Learning Ghidra's Scripting

I focus on Apple platforms, but I heavily focus on the Wii for projects in my free time. So when I want to figure out how anything works, I typically immediately throw it at Ghidra. With the sole exception of some Objective-C/Swift handling (in which case I use Hopper alongside!), Ghidra is an insanely robust tool to provide accurate disassembly - and likely decompilation - of any binary, from any platform.

Prologue

We use Ghidra when working on the Wii Shop Channel for the Open Shop Channel. This project aims to repurpose the WSC for homebrew titles. Within the shop, Nintendo provides a rather featureful JavaScript API calling back to EC, their "ECommerce Library" utilized for title management.

While updating our documentation of the available APIs, I noticed an interesting trend. The Wii Shop Channel, similar to other HTML-utilizing channels on the Wii (the Internet Channel, or the System Menu), utilizes Opera's native JS engine. As such, Nintendo developed the concept of JS "plugins", exposing objects by name. This includes things such as wiiKeyboard for keyboard functionality, wiiMii for Mii-related functionality, or wiiNwc24 with WC24-related functions accordingly.
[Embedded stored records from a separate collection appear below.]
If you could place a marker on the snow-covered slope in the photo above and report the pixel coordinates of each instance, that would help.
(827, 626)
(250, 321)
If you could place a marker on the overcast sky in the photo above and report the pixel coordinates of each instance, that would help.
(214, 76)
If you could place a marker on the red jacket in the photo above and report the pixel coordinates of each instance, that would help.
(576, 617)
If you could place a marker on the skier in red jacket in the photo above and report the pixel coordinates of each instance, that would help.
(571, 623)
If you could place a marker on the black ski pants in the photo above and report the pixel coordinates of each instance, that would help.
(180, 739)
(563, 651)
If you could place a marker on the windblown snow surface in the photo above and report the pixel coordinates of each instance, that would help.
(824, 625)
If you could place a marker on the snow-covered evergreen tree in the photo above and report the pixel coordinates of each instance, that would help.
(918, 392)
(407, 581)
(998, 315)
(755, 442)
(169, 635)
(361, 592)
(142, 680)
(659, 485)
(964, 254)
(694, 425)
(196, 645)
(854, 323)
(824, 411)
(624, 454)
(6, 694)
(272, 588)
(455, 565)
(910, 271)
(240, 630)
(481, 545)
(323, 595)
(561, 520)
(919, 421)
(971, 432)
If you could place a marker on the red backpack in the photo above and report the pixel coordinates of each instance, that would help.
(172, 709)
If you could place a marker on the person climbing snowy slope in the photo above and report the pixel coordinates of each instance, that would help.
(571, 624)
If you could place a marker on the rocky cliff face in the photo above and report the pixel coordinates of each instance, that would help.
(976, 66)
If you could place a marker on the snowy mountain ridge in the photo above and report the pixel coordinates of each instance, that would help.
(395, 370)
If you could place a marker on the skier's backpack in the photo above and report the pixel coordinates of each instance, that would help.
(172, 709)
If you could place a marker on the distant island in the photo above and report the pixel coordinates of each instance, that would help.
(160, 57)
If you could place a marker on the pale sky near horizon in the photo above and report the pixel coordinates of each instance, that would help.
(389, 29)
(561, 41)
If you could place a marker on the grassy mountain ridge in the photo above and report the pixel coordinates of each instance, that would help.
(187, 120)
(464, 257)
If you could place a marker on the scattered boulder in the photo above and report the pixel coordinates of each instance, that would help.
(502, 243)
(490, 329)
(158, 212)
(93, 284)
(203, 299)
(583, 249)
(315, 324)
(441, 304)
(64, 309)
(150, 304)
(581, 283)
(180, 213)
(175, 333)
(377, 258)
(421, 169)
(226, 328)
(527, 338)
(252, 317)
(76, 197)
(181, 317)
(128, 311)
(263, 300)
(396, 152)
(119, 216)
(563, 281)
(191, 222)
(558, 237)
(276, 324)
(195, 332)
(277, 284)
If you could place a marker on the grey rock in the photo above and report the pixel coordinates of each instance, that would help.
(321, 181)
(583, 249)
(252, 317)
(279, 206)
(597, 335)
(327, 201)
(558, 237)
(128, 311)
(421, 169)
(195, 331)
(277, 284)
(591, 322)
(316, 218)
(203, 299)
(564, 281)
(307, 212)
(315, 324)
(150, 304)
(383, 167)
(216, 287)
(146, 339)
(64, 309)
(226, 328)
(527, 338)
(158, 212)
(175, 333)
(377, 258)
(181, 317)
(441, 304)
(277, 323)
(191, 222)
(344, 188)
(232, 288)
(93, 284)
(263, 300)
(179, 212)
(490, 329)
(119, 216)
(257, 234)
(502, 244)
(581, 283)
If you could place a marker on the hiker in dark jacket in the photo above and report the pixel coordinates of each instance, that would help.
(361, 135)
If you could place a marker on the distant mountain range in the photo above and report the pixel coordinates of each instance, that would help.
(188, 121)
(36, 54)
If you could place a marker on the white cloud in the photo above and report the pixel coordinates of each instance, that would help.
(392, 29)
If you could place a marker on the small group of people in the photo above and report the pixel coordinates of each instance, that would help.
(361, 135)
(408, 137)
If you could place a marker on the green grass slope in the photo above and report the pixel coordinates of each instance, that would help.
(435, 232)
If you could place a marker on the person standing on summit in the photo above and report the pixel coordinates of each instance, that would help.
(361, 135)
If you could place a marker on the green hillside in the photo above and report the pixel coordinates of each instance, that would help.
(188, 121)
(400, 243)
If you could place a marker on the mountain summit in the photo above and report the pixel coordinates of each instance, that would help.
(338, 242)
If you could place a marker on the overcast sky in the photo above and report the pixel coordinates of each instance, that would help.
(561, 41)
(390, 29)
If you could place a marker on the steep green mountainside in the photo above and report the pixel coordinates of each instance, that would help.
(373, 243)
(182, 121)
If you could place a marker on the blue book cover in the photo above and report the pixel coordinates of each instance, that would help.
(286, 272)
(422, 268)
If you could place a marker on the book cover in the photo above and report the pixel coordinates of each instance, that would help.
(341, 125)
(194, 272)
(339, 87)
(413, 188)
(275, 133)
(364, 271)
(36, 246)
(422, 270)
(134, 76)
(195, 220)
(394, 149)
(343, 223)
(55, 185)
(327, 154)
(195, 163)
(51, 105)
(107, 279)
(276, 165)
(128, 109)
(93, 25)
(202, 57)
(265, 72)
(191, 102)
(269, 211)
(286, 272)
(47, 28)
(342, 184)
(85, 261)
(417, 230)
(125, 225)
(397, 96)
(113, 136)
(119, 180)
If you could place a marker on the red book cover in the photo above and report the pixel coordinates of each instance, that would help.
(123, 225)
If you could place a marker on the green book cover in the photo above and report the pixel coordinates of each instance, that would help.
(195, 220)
However, for EC's exposed JavaScript functions, Nintendo wrote their plugin API a little differently. EC exposes several objects directly, which I assume required a different architecture to register. Perhaps BroadOn, the company Nintendo contracted most online development to, authored this code. Regardless, consider some slightly doctored C for one of the more simple objects registered, ECCreditCardPayment:

void ECCreditCardPaymentData::__ct(void *unk, void *unk2, int paramCount, void *paramData) {
  if (paramCount == 1) {
    if (paramData->type == TYPE_STRING) {
      // instantiate, copy credit card number
    } else {
      ec::logmsg(EC_LEVEL_ERROR, "ECCreditCardPayment cc number agument 1 must be a string\n");
      // return error
    }
  } else if (paramCount != 0) {
    ec::logmsg(EC_LEVEL_ERROR, "Invalid number of ECCreditCardPayment constructor arguments: %d, must be 0 or 1\n", paramCount);
    // return error
  }
}

Hmm.. so they log "agument" information. This sounds familiar, however - one function called for methods of any EC object has something similar. I call it registerJsFunction. It's called like this within ECommerceInterface:

registerJsFunction(paramCount, paramData, &SOME_SCARY_ARRAY, 0, 1, "syncTickets");

Based on this, we can guess that we're passing the object's parameter count, parameter data, some.. scary array, hardcoded numbers, and the method name. What's going on here? Let's look at the function..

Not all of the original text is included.